Personality disorders (PDs) are enduring and pervasive patterns of inner functioning and behavior that markedly deviate from the expectations of the individual's culture. They affect cognition, affectivity, interpersonal functioning, and impulse control. They are stable over time, inflexible, and generate significant distress or functional impairment.
The DSM-5 (APA, 2013) classifies 10 personality disorders into three clusters. Cluster A ('odd/eccentric') includes paranoid, schizoid, and schizotypal PDs. Cluster B ('dramatic/emotional') includes antisocial, borderline, histrionic, and narcissistic PDs. Cluster C ('anxious/fearful') includes avoidant, dependent, and obsessive-compulsive PDs.
The ICD-11 (WHO, 2022) has adopted an alternative dimensional approach, replacing discrete categories with a single 'personality disorder' diagnosis with severity specifiers (mild, moderate, severe) and prominent traits (negative affectivity, detachment, dissociality, disinhibition, anankastia). This reflects research showing that PDs rarely appear in pure forms.

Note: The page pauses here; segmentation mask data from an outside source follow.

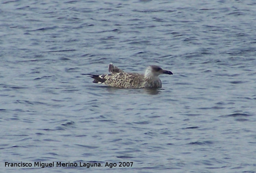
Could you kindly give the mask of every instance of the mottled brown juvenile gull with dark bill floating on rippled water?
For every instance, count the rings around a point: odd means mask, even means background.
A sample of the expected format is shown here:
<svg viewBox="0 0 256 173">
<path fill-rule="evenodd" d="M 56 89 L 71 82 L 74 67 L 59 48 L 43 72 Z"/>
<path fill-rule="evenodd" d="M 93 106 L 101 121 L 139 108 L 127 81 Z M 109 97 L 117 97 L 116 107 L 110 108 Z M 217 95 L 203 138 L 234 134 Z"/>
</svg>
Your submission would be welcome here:
<svg viewBox="0 0 256 173">
<path fill-rule="evenodd" d="M 127 73 L 118 67 L 109 64 L 110 74 L 86 74 L 94 79 L 93 83 L 104 83 L 111 87 L 118 88 L 161 88 L 160 74 L 173 74 L 171 71 L 162 69 L 156 65 L 147 67 L 145 74 Z"/>
</svg>

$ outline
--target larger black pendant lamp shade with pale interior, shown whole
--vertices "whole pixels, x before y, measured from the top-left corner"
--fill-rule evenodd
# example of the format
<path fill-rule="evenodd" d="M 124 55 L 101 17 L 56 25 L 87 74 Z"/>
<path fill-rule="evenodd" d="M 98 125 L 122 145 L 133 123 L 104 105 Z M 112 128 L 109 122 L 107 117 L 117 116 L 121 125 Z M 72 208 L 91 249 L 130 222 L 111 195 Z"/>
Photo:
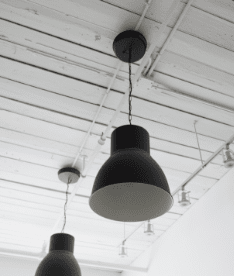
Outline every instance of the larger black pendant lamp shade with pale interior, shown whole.
<path fill-rule="evenodd" d="M 150 156 L 149 133 L 136 125 L 116 128 L 111 156 L 95 178 L 91 209 L 107 219 L 136 222 L 161 216 L 172 204 L 167 179 Z"/>

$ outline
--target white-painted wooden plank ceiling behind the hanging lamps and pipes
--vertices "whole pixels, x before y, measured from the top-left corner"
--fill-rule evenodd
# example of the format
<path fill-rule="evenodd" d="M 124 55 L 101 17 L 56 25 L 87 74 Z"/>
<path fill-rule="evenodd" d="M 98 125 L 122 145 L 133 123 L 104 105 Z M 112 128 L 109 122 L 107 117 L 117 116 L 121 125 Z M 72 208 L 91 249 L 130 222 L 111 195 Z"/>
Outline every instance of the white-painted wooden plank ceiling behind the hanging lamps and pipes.
<path fill-rule="evenodd" d="M 173 1 L 152 0 L 139 31 L 148 49 L 156 41 L 153 58 L 187 2 L 179 2 L 159 36 L 157 31 Z M 37 254 L 56 222 L 54 233 L 62 230 L 63 217 L 58 219 L 66 185 L 57 172 L 72 165 L 84 144 L 118 66 L 113 40 L 135 28 L 144 3 L 0 1 L 0 252 Z M 195 121 L 203 160 L 234 133 L 233 24 L 233 1 L 194 0 L 153 74 L 148 79 L 142 76 L 133 89 L 132 124 L 149 132 L 150 154 L 162 167 L 171 192 L 201 165 Z M 132 64 L 133 75 L 142 60 Z M 86 164 L 126 91 L 125 63 L 82 149 Z M 67 209 L 64 232 L 75 237 L 75 256 L 87 262 L 130 266 L 228 171 L 219 154 L 187 185 L 189 207 L 180 207 L 176 195 L 171 210 L 151 221 L 155 236 L 146 237 L 142 223 L 126 223 L 126 236 L 140 227 L 126 242 L 128 258 L 121 259 L 118 246 L 124 236 L 123 223 L 96 215 L 88 198 L 98 170 L 110 156 L 112 131 L 126 124 L 128 100 L 86 178 L 80 178 Z M 75 167 L 82 171 L 82 164 L 79 156 Z"/>

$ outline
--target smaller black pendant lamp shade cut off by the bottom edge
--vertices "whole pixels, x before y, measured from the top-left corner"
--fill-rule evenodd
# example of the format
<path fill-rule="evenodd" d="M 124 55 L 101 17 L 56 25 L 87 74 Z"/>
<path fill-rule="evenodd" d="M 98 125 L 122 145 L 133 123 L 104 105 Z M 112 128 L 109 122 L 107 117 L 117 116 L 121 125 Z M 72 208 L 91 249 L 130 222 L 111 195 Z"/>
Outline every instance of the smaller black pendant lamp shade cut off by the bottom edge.
<path fill-rule="evenodd" d="M 35 276 L 81 276 L 77 260 L 73 255 L 74 237 L 57 233 L 50 237 L 50 250 L 40 262 Z"/>

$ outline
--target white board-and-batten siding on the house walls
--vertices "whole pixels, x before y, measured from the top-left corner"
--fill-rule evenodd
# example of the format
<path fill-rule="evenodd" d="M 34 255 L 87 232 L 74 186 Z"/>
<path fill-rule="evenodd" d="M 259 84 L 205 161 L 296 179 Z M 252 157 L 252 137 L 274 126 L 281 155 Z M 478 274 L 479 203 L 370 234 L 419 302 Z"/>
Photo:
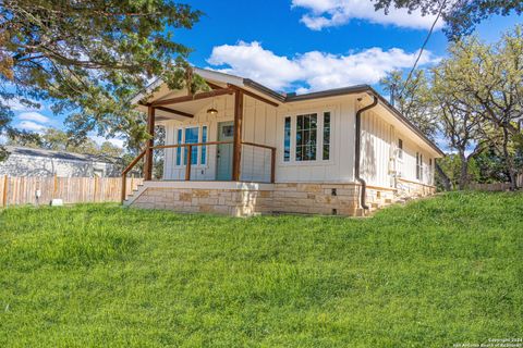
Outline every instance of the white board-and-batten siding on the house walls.
<path fill-rule="evenodd" d="M 354 183 L 354 132 L 356 97 L 344 96 L 328 100 L 296 102 L 282 104 L 279 108 L 245 97 L 243 119 L 243 141 L 268 145 L 277 148 L 276 182 L 277 183 Z M 207 109 L 214 107 L 217 115 L 208 115 Z M 360 107 L 360 105 L 357 105 Z M 296 115 L 324 112 L 331 114 L 331 147 L 328 161 L 293 161 L 295 132 L 291 134 L 291 161 L 283 161 L 284 120 L 288 116 L 295 122 Z M 362 115 L 362 177 L 368 185 L 394 187 L 393 173 L 400 177 L 416 179 L 416 152 L 423 154 L 423 181 L 433 185 L 434 170 L 429 167 L 430 156 L 428 146 L 417 144 L 410 132 L 400 132 L 389 123 L 384 111 L 367 111 Z M 207 141 L 218 140 L 218 123 L 232 122 L 234 119 L 234 97 L 215 98 L 203 107 L 194 119 L 186 121 L 162 121 L 166 127 L 166 144 L 175 144 L 177 129 L 186 126 L 206 125 Z M 295 124 L 293 124 L 293 128 Z M 320 141 L 318 129 L 318 141 Z M 398 139 L 403 140 L 403 160 L 398 160 Z M 232 147 L 232 145 L 230 145 Z M 195 181 L 216 179 L 217 146 L 207 147 L 207 163 L 192 165 L 191 178 Z M 183 181 L 185 166 L 175 165 L 175 149 L 165 150 L 163 178 Z M 321 152 L 317 153 L 318 158 Z M 241 181 L 268 182 L 270 178 L 270 150 L 244 145 L 242 147 Z"/>

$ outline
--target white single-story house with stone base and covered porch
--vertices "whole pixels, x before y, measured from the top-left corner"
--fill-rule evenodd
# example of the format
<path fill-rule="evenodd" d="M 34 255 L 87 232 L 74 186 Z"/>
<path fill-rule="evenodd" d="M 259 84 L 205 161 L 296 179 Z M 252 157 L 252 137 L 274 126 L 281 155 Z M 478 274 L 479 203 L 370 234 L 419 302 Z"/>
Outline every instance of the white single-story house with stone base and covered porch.
<path fill-rule="evenodd" d="M 195 73 L 210 91 L 187 95 L 158 80 L 133 99 L 149 133 L 162 125 L 166 139 L 148 140 L 136 159 L 145 158 L 145 183 L 122 192 L 126 206 L 363 215 L 435 192 L 443 153 L 372 87 L 282 95 L 248 78 Z M 158 154 L 162 178 L 153 181 Z"/>

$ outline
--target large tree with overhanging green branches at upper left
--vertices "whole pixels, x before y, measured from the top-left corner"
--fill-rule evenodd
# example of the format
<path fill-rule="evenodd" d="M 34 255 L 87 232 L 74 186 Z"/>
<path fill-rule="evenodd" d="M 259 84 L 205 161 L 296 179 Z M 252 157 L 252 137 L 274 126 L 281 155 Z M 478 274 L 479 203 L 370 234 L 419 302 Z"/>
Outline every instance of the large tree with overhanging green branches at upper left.
<path fill-rule="evenodd" d="M 89 132 L 147 137 L 130 98 L 151 78 L 191 91 L 191 50 L 172 40 L 200 16 L 171 0 L 4 0 L 0 2 L 0 133 L 10 126 L 9 101 L 42 100 L 68 113 L 75 139 Z"/>

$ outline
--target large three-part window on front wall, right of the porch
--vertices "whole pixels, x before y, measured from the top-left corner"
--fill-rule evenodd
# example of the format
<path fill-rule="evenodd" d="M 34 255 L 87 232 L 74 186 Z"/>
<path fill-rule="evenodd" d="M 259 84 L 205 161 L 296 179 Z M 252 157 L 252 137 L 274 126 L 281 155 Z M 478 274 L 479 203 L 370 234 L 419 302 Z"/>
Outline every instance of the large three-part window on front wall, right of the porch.
<path fill-rule="evenodd" d="M 330 111 L 285 116 L 283 120 L 283 162 L 330 160 L 331 129 Z"/>

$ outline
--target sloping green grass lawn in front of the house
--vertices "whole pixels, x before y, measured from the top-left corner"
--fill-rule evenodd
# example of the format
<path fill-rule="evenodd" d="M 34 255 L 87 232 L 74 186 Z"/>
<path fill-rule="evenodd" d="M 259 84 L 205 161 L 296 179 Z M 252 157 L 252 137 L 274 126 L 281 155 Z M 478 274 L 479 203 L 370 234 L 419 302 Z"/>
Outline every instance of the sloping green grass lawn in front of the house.
<path fill-rule="evenodd" d="M 0 213 L 0 347 L 452 347 L 523 336 L 523 195 L 372 219 Z"/>

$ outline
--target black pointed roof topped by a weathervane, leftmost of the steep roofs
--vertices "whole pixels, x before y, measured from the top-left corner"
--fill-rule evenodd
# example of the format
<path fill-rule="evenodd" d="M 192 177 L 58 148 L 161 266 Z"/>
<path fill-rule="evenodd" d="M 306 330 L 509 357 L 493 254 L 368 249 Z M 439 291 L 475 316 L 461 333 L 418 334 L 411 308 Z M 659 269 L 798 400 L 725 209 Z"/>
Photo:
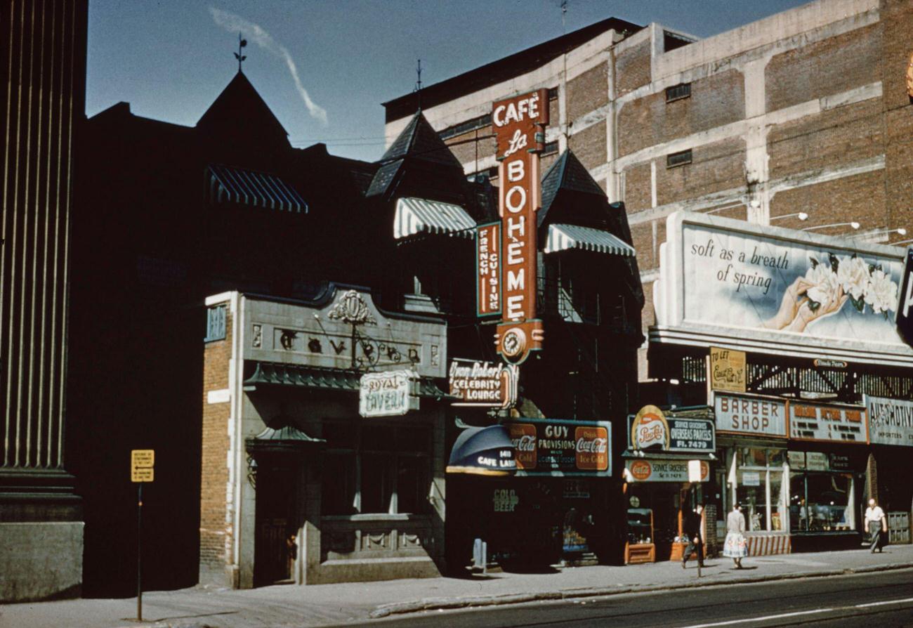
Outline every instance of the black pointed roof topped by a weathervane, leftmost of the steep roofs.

The prevalence of PDs in the general population is estimated at 6–15%. They are more common in clinical populations, where they affect 40–60% of outpatient mental health patients. Comorbidity between PDs and with other mental disorders is the rule rather than the exception.
Etiology is multifactorial: genetic factors (heritability of 40–60%), adverse childhood experiences (trauma, neglect, insecure attachment), and gene-environment interactions. There is no single causal factor, but complex developmental pathways that converge in the characteristic rigidity of PDs.
Treatment has evolved significantly. Historically considered untreatable, several psychotherapeutic approaches have demonstrated efficacy: Dialectical Behavior Therapy (DBT) for borderline PD, Mentalization-Based Treatment (MBT), Schema Therapy, and Transference-Focused Psychotherapy (TFP). Pharmacotherapy is complementary, not curative.